Death of a Salesman
Editorial

Everyone is falling over one another trying to say kind things about the
late King Hussein of Jordan. He was wise, he was patient, he was a
peacemaker, he was honest, etc., etc.
My memory is too long for that.
When King Hussein blew up 56 synagogues in Jerusalem's Old City while
Jordan ruled the place from 1948 to 1967, he became just another
terroristic Arab dictator in my mind. No Jew was allowed in the Old
City, period. Thus, the original home of ancient Judaism, it's temple
site, was the only place in the world where Jews were not allowed to
even walk down the streets. Gentiles who wanted to visit Jerusalem, like
our tourists, were obliged to come in from the east, from Jordan, on the
pretense that there was no Israel and the entire country was Arab owned.
It would be a terrible crime if any individual blew up one synagogue,
one church, or one mosque anywhere in this world. Fifty-six houses of
worship destroyed may be a record for all history.
King Hussein also seized tombstones out of a Jewish cemetery on the
Mount of Olives to pave roads. Jewish peoples have, for centuries,
been buried there because they recognized that, "... His feet shall
stand in that day upon the mount of Olives, which is before Jerusalem on
the east..." (Zech. 14:4). (They did not necessarily expect Jesus
Christ as the Messiah, but in any case, they believed in the
resurrection and they wanted to be right up front when it happened!)
He also had a four-lane highway built from Amman to Jerusalem so that
he could enjoy zooming around in his sports car, a hobby pursued
also by the new king on his Harley Davidson motorcycle. The new king,
Abdullah, also shares his father's preference for beautiful Western
wives and is married to a knockout, who also enjoys the Harley Davidson.
King Hussein had three Western wives, including the American Queen Noor.

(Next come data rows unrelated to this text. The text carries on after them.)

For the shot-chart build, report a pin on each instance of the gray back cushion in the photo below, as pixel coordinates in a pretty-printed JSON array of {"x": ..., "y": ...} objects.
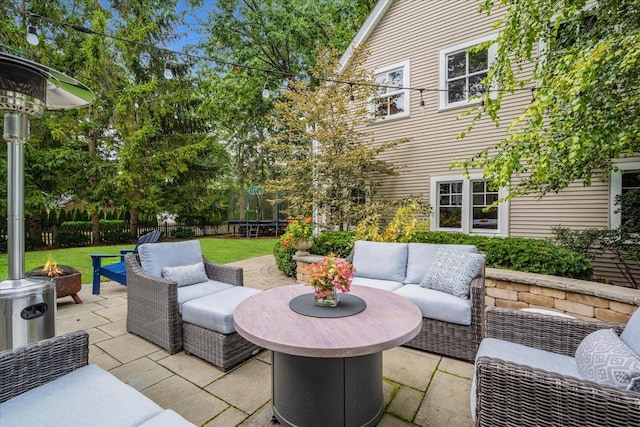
[
  {"x": 378, "y": 260},
  {"x": 421, "y": 256},
  {"x": 156, "y": 256},
  {"x": 631, "y": 334}
]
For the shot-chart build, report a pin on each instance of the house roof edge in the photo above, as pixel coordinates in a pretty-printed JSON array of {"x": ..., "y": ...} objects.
[{"x": 365, "y": 31}]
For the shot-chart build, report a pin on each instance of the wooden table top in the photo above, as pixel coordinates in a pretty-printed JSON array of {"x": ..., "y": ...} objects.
[{"x": 266, "y": 320}]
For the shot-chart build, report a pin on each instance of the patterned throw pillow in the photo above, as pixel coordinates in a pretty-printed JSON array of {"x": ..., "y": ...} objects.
[
  {"x": 186, "y": 275},
  {"x": 452, "y": 272},
  {"x": 602, "y": 357}
]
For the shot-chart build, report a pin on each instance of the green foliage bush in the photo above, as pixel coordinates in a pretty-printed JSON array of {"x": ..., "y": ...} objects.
[
  {"x": 339, "y": 243},
  {"x": 512, "y": 253},
  {"x": 284, "y": 258},
  {"x": 183, "y": 233},
  {"x": 67, "y": 239},
  {"x": 105, "y": 225},
  {"x": 519, "y": 254}
]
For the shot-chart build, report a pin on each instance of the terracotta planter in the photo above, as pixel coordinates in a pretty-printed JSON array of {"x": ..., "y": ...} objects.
[
  {"x": 302, "y": 244},
  {"x": 69, "y": 285}
]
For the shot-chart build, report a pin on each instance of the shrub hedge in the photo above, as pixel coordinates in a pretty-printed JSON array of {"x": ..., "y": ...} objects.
[
  {"x": 284, "y": 258},
  {"x": 512, "y": 253}
]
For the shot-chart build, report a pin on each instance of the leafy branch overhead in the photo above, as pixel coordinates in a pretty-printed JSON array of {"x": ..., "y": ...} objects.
[{"x": 586, "y": 76}]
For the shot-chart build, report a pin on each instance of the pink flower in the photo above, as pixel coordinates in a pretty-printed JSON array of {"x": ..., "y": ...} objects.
[{"x": 330, "y": 273}]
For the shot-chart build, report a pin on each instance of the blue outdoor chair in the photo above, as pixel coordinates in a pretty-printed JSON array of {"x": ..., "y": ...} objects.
[{"x": 116, "y": 271}]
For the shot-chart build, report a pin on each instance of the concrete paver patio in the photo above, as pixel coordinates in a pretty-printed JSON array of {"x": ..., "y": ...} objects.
[{"x": 420, "y": 388}]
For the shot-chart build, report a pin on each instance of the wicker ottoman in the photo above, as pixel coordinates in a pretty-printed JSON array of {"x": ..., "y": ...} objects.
[{"x": 208, "y": 332}]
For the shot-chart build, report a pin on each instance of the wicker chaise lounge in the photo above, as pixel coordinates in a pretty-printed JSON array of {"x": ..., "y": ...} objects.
[
  {"x": 50, "y": 383},
  {"x": 526, "y": 373},
  {"x": 197, "y": 316}
]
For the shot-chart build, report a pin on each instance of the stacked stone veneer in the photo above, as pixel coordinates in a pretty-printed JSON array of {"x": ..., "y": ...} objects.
[{"x": 513, "y": 289}]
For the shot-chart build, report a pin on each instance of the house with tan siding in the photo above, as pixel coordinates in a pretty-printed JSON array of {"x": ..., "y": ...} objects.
[{"x": 424, "y": 44}]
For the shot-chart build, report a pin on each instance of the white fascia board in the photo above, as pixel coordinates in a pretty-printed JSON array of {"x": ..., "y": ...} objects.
[{"x": 365, "y": 31}]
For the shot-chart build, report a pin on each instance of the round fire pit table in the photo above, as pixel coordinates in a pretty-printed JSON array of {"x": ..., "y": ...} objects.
[{"x": 327, "y": 371}]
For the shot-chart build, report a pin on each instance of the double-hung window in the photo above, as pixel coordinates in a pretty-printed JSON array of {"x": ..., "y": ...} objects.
[
  {"x": 462, "y": 71},
  {"x": 625, "y": 179},
  {"x": 462, "y": 205},
  {"x": 392, "y": 98}
]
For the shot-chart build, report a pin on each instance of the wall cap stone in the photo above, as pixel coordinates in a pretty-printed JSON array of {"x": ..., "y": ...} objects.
[{"x": 610, "y": 292}]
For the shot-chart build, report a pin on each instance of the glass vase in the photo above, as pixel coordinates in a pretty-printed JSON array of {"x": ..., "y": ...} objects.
[
  {"x": 326, "y": 297},
  {"x": 302, "y": 244}
]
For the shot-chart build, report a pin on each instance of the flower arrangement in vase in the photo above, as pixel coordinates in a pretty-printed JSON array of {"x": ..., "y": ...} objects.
[
  {"x": 328, "y": 277},
  {"x": 299, "y": 235}
]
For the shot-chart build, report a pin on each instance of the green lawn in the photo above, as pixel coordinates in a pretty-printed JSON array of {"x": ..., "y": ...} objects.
[{"x": 218, "y": 250}]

King Hussein's lasting legacy was his invention of the curious term
"West Bank" for the half of arable Israel that the Palestinians
claim to be their own. What salesmanship! Persuading the world that
only a riverbank was in question, Hussein proceeded to occupy a huge
portion of Israel. It's as if someone would refer to the Atlantic Coast
but mean that it ends at the Mississippi River and takes in all land in
between.
It was a brilliant idea, as far as propaganda goes. Perhaps only the
invention of the term "Palestinian" for the sundry Arabs who migrated to
Israel during the Jewish rebuilding did greater favors for the
pretenders on the land.
The Hussein family — ordinary people, not particularly descended
from royalty — have lived lives of such ease and ridiculous
spending that they beggar the Arabian Knights of legend. I once examined
the 500-person yacht, a 20,000 ton vessel, which belonged not to King
Hussein but merely to his brother, the crown prince. This was during a
reign when the average Jordanian lived in total poverty and unemployment
was rampant. Lavish palaces at Acaba, Jerusalem, and elsewhere allowed
the king to live a life enviable by monarchs anywhere.
About all I can give King Hussein credit for is standing up to the
PLO, first in 1980 with "Black September," when he ushered a whole
gang of Palestinians out of Jordan and into Beirut. The PLO has fomented
war wherever it resided, whether Jordan, Lebanon, or Israel. King
Hussein vied with Arafat about the Temple Mount and insisted on control
of that site, considered holy to Moslems. Presently, during this "peace
process," he has conducted friendlier relations with Israel than his
grandfather, who was assassinated for trying to make peace with Israel
in the early '50s. A total dictator, he owned all the land, and all the
people, until his dying day and he even picked the new king when he
could barely raise his hand to point.
In connection with King Hussein's funeral, Bill Clinton visited
with the Syrian dictator, Hafez el Assad. Assad won a new seven year
term in a recent "election" by 99.98 percent of the vote. The other .02
percent could be held in the same cemetery. Those two really deserve
each other — a black-hearted dictator oppressing one of the most
backward police states in the world — and the President who will
bow before anybody if it will get him the slightest approval in the
polls.
Three U.S. presidents may have attended his funeral, but I'll go with
A.M. Rosenthal of the New York Times, who described Hussein
as, "The King of Jordan; never for sale, but always for lease."